The High Court has found that the Bank of New Zealand was not engaged in tax evasion by channelling investments through the Cook Islands tax haven in the 1980s.
Failure to win could have cost the bank more than $180 million.
However, Inland Revenue is to appeal against the verdict in what was a test case relating to redeemable preference share investments.
The case was not related to the controversial Winebox deals that were the subject of a commission of inquiry in the mid-1990s.
In September 1988, BNZ subsidiary BNZ Investments made a series of redeemable preference share investments in a scheme initiated by Capital Markets Ltd, a subsidiary of merchant bank Fay Richwhite.
Preference shares entitle a shareholder to payments ahead of other shareholders when it comes to receiving dividends or in the event of a liquidation.
The money from the investments was deposited through a complex web of companies and transactions with overseas banks. Interest was returned to the BNZ as tax-exempt dividends.
Inland Revenue deemed that the scheme was set up to avoid tax and so treated the dividends as taxable. It assessed the unpaid tax at $135.7 million, plus additional tax of $44 million, and was also seeking interest since 1989.
After deregulation of financial markets in 1984, investment in redeemable preference share schemes became common, because of a tax loophole. By 1987 the BNZ had $500 million invested in schemes of that type.
In September 1988, the BNZ invested in such a scheme arranged by Capital Markets. The BNZ said it did not know the details of the scheme as Capital Markets was secretive.

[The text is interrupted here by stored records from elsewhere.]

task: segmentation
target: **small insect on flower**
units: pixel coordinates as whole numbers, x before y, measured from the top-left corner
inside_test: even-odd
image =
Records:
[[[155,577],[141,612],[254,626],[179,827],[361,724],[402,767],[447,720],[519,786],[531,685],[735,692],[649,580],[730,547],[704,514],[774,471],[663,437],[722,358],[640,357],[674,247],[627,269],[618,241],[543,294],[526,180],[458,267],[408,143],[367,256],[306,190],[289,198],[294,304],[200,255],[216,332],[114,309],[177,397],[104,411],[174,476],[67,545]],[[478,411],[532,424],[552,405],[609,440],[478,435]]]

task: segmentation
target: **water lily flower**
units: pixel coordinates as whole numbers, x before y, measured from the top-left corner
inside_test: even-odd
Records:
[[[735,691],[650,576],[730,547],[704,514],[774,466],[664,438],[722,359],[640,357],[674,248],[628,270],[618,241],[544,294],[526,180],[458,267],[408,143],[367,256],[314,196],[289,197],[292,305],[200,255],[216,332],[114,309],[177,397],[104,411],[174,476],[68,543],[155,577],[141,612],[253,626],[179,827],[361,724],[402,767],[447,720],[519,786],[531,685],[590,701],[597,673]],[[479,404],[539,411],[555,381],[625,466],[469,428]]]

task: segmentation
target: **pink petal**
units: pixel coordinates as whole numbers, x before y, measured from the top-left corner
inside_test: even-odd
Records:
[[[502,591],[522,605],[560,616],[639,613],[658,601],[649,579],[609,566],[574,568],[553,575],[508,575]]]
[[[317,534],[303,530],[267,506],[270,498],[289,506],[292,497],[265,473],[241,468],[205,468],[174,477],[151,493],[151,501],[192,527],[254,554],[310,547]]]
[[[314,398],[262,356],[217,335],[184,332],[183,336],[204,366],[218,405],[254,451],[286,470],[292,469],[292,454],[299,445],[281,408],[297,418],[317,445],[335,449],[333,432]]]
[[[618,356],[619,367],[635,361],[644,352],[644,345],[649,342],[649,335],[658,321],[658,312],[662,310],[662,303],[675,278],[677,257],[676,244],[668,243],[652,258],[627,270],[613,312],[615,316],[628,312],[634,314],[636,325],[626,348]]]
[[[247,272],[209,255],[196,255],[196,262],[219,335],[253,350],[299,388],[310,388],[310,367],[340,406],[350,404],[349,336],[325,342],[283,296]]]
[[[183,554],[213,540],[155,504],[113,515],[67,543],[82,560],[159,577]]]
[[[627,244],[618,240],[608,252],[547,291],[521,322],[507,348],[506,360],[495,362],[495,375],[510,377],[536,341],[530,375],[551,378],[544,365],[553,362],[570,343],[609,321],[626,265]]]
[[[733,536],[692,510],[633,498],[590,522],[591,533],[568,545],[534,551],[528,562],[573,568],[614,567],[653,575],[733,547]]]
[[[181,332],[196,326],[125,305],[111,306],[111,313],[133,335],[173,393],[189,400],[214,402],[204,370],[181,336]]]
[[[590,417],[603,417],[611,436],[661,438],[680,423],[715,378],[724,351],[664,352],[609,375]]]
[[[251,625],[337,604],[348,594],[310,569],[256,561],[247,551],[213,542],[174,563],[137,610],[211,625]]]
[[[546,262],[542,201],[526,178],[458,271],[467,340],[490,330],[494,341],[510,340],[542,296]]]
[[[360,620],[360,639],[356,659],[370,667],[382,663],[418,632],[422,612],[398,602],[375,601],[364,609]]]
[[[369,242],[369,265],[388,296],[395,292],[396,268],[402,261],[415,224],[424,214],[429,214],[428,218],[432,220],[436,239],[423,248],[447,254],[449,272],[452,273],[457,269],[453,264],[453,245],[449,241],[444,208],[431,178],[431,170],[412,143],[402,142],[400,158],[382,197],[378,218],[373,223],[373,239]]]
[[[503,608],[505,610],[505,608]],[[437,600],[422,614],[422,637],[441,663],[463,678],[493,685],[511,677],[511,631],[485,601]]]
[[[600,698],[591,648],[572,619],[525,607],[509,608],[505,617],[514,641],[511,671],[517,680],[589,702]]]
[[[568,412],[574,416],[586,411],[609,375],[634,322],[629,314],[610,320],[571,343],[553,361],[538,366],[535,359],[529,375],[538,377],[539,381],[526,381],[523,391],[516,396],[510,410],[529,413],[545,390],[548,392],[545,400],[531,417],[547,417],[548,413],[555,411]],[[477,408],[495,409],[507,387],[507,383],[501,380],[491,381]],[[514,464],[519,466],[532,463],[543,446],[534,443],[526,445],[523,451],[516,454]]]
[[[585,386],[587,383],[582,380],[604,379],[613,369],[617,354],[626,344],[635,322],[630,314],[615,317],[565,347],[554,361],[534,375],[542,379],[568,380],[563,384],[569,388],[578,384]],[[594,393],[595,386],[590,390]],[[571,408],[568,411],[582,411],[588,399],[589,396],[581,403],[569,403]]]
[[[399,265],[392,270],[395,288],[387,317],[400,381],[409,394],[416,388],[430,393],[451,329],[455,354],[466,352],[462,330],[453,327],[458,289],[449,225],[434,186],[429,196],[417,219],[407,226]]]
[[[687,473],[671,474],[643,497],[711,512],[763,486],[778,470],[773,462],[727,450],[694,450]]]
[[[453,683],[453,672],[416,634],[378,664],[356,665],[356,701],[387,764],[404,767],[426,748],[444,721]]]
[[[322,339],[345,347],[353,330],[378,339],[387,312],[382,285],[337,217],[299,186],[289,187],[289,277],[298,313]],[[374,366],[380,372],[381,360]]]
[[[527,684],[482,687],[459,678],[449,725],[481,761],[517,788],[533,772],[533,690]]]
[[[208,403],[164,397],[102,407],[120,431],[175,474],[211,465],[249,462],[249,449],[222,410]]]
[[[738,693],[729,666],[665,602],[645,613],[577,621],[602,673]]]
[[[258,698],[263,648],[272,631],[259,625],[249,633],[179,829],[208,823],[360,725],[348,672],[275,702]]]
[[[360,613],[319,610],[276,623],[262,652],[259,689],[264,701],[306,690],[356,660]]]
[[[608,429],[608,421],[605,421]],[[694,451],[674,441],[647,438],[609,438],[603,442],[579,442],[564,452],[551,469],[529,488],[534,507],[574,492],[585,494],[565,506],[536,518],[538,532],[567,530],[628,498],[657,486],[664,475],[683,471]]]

The main issue of the case was whether the deal should be seen as one arrangement or two, that is, whether the BNZ should be taxed on the basis of what Capital Markets did, even though it did not know what that was.
In the High Court at Wellington, Justice McGechan concluded that the Capital Markets scheme was all about tax avoidance, but the part the bank knew about was not.

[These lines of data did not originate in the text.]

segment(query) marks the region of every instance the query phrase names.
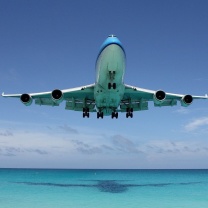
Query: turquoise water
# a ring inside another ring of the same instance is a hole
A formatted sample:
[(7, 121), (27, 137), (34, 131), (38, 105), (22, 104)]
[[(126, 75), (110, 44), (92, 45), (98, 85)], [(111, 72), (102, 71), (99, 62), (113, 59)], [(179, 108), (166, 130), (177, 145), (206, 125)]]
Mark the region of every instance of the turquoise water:
[(208, 170), (0, 169), (0, 208), (207, 208)]

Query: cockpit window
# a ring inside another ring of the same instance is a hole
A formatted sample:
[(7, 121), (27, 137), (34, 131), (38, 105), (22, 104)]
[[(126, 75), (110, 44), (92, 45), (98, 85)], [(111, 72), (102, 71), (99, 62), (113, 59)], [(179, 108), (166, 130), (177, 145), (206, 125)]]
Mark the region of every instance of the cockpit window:
[(109, 38), (115, 38), (116, 35), (113, 35), (113, 34), (112, 34), (112, 35), (109, 35), (108, 37), (109, 37)]

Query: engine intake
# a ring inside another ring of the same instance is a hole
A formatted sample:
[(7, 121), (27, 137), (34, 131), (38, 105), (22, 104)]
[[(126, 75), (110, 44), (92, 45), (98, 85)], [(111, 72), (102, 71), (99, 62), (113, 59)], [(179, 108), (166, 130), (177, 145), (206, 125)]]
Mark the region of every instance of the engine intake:
[(61, 90), (53, 90), (51, 93), (51, 97), (55, 103), (61, 103), (64, 99), (63, 93)]
[(153, 96), (154, 103), (157, 105), (163, 103), (165, 101), (165, 98), (166, 94), (162, 90), (158, 90)]
[(193, 97), (191, 95), (185, 95), (181, 99), (181, 105), (184, 107), (189, 106), (193, 102)]
[(20, 100), (26, 106), (29, 106), (32, 104), (32, 98), (29, 94), (22, 94), (20, 97)]

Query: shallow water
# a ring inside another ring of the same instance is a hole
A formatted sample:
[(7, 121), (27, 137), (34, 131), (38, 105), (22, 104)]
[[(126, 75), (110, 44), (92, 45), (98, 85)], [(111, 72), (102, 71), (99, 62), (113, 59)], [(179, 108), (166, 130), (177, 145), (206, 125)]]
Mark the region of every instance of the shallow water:
[(0, 169), (0, 208), (207, 208), (208, 170)]

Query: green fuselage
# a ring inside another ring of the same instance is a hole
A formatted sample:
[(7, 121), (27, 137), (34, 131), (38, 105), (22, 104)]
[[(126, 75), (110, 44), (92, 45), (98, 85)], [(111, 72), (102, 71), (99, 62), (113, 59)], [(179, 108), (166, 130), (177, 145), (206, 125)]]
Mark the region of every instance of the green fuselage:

John Fogarty, QC, for the Inland Revenue Department, argued that the arrangement was all one. The redeemable preference share market was built on the exploitation of tax losses, and even if the BNZ were unaware of the details of the scheme, it would have known that.

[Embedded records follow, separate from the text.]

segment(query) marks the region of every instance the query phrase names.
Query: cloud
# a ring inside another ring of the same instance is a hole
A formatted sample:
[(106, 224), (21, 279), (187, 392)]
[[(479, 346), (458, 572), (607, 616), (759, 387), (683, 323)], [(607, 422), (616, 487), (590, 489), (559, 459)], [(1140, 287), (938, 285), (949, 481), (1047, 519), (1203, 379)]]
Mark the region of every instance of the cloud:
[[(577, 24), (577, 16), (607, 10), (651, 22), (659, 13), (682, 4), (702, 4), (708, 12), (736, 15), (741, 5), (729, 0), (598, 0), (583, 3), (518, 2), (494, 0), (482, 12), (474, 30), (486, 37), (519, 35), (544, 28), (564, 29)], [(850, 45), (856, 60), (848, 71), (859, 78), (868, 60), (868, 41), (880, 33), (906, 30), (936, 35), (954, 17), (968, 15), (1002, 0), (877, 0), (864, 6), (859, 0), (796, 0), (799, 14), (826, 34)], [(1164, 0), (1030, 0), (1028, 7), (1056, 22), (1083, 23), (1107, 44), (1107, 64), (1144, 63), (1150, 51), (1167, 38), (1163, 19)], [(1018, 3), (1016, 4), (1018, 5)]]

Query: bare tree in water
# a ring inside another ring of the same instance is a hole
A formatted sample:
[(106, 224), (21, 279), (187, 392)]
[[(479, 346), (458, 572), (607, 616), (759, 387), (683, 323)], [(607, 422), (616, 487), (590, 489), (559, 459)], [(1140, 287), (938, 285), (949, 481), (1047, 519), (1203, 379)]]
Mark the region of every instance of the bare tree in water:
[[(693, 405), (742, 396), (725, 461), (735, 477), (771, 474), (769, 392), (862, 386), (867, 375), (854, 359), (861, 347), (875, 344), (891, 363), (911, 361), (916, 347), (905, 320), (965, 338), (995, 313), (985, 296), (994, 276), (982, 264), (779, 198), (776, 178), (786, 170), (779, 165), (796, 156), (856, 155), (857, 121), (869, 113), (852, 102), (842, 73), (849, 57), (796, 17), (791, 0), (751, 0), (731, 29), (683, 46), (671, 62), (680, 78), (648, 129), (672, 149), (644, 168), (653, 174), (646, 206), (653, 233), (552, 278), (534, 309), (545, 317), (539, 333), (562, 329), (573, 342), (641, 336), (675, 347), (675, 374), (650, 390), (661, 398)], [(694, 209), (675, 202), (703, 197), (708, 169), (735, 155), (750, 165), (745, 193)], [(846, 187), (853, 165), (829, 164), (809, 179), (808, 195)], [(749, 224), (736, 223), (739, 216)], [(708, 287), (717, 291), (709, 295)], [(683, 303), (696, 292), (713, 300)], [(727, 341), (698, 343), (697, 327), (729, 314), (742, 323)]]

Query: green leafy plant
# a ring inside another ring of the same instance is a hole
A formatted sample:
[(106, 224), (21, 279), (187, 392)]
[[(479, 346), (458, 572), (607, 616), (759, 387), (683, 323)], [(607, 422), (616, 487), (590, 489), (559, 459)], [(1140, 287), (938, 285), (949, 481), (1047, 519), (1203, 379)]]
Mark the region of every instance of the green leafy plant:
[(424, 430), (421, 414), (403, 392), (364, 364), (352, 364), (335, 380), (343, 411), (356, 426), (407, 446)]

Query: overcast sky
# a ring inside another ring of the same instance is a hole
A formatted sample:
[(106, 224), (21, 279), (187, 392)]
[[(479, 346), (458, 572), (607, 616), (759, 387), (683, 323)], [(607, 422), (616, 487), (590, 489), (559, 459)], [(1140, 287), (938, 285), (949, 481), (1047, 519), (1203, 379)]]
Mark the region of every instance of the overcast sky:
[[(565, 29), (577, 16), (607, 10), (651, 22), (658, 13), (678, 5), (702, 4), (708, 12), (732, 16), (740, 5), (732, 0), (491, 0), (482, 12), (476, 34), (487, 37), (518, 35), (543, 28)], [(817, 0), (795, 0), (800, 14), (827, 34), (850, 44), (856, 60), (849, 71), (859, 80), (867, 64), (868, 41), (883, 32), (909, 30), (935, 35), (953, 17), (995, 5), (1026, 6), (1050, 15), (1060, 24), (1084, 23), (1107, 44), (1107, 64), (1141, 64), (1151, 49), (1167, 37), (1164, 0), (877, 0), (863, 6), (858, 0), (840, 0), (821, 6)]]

But Justice McGechan preferred the BNZ's argument that it could not be dragged into a multistep arrangement it did not know about.
Alan Galbraith, QC, argued for the BNZ that the transactions it had carried out were routine and it had good grounds to believe CML would be involved in conventional preference share investments.
On the deal as a whole, said Justice McGechan, there was no reason for the complicated structure except to avoid tax. Indeed, tax avoidance was necessary if the whole scheme were to work.
But from the BNZ's perspective, the scheme was about preference share dividends which were legally tax exempt. The BNZ was not getting a tax advantage but an economic advantage, and the two were not the same, the judge said. He found in favour of the BNZ but reserved his position on costs.